Despite a recent flurry of news reports based on an unnamed “senate source” announcing the release of Jonathan Pollard on parole this coming November, federal authorities have yet to issue a decision on the matter.
Pollard has now served nearly 30 years of an unprecedented life sentence for passing classified information to an ally, Israel. The median sentence for this offense is two to four years.
According to Eliot Lauer — who, along with Jacques Semmelman, has served as
Pollard’s pro-bono attorney since 2000 — the Parole Commission must issue a “Notice of Action” officially stating its decision to either release Pollard or to deny him parole and continue his sentence to 45 years or more.
The legal team and Pollard would be the first to be notified of such a decision — and no one has received any such official notice to date.

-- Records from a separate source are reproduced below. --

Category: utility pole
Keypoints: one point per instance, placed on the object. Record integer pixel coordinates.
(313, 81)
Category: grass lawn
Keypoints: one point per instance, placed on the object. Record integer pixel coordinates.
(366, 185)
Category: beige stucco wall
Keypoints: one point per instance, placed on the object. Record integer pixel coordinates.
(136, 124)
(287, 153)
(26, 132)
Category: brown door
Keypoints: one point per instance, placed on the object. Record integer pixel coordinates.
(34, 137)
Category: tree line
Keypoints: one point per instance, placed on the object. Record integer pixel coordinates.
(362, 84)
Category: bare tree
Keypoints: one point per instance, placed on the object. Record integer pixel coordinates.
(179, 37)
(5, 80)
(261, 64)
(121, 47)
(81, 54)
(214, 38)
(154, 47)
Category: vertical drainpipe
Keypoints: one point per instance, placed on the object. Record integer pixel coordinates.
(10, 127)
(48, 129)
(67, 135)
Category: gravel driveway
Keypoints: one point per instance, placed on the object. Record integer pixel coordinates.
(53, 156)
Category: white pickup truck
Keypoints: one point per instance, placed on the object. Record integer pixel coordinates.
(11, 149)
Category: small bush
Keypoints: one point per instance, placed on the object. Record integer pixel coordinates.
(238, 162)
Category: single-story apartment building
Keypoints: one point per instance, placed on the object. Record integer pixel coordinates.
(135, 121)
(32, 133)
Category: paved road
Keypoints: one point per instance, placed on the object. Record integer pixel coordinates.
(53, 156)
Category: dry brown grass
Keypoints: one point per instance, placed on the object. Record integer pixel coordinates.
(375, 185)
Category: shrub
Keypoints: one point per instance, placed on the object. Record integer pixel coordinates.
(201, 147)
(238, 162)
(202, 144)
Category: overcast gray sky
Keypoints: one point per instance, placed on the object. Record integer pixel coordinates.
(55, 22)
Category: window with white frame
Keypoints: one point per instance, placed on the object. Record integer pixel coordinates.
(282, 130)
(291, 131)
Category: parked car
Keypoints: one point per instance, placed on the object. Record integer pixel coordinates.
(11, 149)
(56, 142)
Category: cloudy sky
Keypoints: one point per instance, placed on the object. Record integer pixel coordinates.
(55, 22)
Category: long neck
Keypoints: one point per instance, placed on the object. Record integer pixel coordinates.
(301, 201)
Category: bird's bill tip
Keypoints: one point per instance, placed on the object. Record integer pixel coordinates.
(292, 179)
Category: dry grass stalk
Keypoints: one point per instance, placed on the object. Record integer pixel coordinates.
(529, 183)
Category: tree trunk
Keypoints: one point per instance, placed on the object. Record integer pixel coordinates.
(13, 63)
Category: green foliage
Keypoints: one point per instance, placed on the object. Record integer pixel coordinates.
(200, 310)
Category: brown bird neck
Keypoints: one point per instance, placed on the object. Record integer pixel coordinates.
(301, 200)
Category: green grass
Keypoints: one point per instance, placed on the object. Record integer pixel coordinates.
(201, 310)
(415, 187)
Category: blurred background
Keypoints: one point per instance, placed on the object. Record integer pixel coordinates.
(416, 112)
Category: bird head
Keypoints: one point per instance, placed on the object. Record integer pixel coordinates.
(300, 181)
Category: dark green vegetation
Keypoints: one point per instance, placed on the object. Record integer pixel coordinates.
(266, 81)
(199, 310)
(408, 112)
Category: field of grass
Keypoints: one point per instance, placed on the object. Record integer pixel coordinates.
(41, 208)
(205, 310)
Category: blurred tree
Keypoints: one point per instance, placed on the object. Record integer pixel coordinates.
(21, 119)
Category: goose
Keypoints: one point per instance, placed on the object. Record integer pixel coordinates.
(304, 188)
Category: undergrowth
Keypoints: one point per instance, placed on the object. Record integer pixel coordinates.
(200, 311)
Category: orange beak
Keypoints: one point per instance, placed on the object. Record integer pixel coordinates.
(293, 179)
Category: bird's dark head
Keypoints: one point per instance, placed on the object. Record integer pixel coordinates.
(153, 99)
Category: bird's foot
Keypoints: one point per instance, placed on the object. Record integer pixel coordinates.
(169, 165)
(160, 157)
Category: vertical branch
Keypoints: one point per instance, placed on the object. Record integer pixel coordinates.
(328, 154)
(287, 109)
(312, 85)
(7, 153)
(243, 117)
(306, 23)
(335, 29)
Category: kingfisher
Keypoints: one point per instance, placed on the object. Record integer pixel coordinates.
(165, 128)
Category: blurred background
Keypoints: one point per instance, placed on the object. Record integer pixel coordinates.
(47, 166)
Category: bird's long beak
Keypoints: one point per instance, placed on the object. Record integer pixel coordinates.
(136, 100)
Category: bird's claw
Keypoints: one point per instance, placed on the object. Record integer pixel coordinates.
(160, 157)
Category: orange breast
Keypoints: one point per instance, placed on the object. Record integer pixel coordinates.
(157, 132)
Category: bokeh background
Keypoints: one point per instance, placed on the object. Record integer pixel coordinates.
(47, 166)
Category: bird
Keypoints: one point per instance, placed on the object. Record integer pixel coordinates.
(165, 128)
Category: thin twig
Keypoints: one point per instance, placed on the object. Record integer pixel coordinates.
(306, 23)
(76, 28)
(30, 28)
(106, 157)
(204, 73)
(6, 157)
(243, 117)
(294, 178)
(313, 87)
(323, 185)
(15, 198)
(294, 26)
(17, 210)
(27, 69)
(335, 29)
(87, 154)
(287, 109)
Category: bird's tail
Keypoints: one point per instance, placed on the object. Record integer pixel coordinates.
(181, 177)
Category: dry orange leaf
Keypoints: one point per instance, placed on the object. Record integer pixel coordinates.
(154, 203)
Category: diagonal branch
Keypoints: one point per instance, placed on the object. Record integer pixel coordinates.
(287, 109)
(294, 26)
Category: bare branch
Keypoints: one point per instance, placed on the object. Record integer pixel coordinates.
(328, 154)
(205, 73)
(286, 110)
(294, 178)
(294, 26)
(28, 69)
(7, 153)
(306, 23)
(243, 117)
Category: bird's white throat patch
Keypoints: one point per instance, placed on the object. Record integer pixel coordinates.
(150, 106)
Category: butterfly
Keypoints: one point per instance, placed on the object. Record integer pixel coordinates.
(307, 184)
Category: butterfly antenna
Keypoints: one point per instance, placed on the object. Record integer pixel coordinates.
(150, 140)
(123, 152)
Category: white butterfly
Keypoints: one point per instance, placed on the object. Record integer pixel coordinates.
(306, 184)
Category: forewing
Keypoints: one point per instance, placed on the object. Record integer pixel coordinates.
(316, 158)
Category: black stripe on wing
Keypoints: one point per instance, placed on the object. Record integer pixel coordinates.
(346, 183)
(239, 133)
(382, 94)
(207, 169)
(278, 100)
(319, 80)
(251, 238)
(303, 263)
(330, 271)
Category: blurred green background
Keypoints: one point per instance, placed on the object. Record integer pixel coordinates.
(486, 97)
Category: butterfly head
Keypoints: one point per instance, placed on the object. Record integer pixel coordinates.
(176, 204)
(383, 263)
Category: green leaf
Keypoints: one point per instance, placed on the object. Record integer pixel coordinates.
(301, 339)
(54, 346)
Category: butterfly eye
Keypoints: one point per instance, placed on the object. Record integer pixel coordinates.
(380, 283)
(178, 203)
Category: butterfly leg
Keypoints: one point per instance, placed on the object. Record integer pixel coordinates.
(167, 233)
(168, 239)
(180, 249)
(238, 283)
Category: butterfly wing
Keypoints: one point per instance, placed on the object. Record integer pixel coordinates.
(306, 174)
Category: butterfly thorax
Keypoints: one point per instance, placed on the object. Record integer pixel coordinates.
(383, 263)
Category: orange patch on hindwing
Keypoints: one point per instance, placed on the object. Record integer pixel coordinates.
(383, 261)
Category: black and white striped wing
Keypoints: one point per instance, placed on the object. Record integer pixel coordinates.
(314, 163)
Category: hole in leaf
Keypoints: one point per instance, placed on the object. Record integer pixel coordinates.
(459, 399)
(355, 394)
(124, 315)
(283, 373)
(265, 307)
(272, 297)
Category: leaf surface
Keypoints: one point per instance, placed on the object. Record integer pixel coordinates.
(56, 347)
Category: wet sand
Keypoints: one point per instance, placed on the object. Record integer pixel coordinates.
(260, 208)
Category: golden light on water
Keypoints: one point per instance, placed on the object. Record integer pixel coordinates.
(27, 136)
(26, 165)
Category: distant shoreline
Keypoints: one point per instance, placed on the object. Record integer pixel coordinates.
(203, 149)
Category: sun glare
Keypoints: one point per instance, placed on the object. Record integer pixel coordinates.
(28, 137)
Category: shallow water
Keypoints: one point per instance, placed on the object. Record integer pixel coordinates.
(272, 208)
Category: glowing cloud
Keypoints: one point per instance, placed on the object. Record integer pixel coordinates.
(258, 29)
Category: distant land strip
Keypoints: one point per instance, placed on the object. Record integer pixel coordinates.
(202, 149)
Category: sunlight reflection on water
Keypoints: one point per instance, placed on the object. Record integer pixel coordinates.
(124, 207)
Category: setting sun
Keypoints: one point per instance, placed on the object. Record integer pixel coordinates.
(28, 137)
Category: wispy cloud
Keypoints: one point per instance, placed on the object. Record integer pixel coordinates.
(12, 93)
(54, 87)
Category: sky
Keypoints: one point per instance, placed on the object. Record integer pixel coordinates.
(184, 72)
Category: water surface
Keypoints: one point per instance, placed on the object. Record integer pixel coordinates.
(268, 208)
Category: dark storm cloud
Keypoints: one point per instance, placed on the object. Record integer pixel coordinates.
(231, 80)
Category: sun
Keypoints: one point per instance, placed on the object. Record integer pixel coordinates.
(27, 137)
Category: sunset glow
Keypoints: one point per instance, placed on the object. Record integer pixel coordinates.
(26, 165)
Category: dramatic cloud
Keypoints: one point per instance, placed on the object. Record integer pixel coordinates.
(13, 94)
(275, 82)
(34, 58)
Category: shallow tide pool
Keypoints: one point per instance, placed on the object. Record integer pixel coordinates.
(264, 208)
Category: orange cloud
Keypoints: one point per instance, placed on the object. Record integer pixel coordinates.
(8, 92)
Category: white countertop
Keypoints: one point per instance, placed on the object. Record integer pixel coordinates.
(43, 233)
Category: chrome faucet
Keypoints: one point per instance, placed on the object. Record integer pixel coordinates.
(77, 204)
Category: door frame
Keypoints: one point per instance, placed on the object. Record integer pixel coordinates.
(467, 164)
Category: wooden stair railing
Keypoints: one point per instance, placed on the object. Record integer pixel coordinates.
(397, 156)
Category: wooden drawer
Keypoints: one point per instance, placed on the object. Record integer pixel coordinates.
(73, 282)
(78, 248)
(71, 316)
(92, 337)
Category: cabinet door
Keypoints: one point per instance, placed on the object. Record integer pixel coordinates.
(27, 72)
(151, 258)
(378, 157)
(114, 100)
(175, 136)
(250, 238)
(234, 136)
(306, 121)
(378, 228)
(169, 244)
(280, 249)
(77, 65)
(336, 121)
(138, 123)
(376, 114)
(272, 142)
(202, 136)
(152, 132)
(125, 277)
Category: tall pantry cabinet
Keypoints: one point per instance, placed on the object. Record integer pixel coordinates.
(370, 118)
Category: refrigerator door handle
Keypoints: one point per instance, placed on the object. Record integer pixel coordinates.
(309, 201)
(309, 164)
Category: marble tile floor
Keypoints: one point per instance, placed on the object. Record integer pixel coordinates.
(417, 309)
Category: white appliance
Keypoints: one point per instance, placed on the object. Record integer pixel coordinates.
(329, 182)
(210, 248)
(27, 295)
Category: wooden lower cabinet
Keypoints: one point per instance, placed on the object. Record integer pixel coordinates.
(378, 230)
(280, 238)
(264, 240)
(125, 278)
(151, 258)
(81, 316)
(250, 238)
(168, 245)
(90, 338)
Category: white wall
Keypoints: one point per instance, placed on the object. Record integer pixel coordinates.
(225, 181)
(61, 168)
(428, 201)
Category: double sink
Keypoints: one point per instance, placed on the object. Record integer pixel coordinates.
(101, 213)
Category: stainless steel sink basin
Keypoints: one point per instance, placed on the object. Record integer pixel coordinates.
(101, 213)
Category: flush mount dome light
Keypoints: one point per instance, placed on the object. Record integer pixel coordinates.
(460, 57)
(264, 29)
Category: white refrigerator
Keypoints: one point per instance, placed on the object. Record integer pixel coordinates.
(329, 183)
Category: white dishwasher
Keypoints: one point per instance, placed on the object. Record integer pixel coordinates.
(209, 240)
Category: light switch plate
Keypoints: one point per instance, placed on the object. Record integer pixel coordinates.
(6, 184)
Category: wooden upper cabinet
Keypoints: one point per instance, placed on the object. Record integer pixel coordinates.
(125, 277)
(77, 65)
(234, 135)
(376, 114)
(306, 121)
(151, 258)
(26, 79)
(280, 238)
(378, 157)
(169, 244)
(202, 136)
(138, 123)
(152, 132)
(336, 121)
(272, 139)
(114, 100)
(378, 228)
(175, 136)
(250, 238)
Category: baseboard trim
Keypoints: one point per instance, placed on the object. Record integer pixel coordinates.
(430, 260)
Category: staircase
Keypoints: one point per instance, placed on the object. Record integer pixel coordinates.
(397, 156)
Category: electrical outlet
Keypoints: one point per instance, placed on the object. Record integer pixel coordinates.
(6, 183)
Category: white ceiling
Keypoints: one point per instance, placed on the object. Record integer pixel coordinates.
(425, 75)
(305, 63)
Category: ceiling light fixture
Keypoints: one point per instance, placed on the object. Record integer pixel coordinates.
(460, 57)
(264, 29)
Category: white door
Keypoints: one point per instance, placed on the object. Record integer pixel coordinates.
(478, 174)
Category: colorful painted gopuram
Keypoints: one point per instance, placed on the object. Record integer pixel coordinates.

It is not known when the Parole Commission will hand down its decision, but Lauer said the authorities could issue such a notice at any time, even just shortly before Pollard’s projected release date.
As previously reported in Hamodia, the Bureau of Prisons website has, for years, shown a “projected release” date for Pollard of November 21, 2015 — which is precisely 30 years since he was first arrested.
Pollard was arrested in 1985 and sentenced in 1987. At that time a “life” sentence in the United States was defined as 45 years or more; therefore, the 30 years that Pollard has served is two-thirds of the life sentence he received. His life sentence — unprecedented for the offense he committed in passing classified information to an ally — has been widely decried by knowledgeable U.S. officials as a travesty of justice. Nevertheless, the Parole Commission recently informed Pollard in writing that this projected release date is “not automatic,” and may be continued to 45 years or more. The Parole Commission is purportedly an independent arm of the Department of Justice.
During Friday’s daily briefing, White House Press Secretary Josh Earnest was pressed by reporters as to whether Pollard would be released as a way to assuage Israeli concerns over the Iran deal.
“I’m certainly not aware of any sort of renewed discussion about what had been previously discussed about releasing him outside of the normal Department of Justice procedures that are in place,” Earnest said.
The decades-long ordeal of Pollard has included numerous occasions of broken promises, false hopes and shattered expectations.
Rabbi Pesach Lerner, who has been at the forefront of efforts to gain Pollard’s release for more than two decades, urged tefillah.
“This is a sensitive time. This is a time for tefillah to beseech Heaven to open the hearts and minds of the authorities to do what is right and good in the eyes of G-d and man and release Yehonoson ben Malka without any further delay,” Rabbi Lerner said.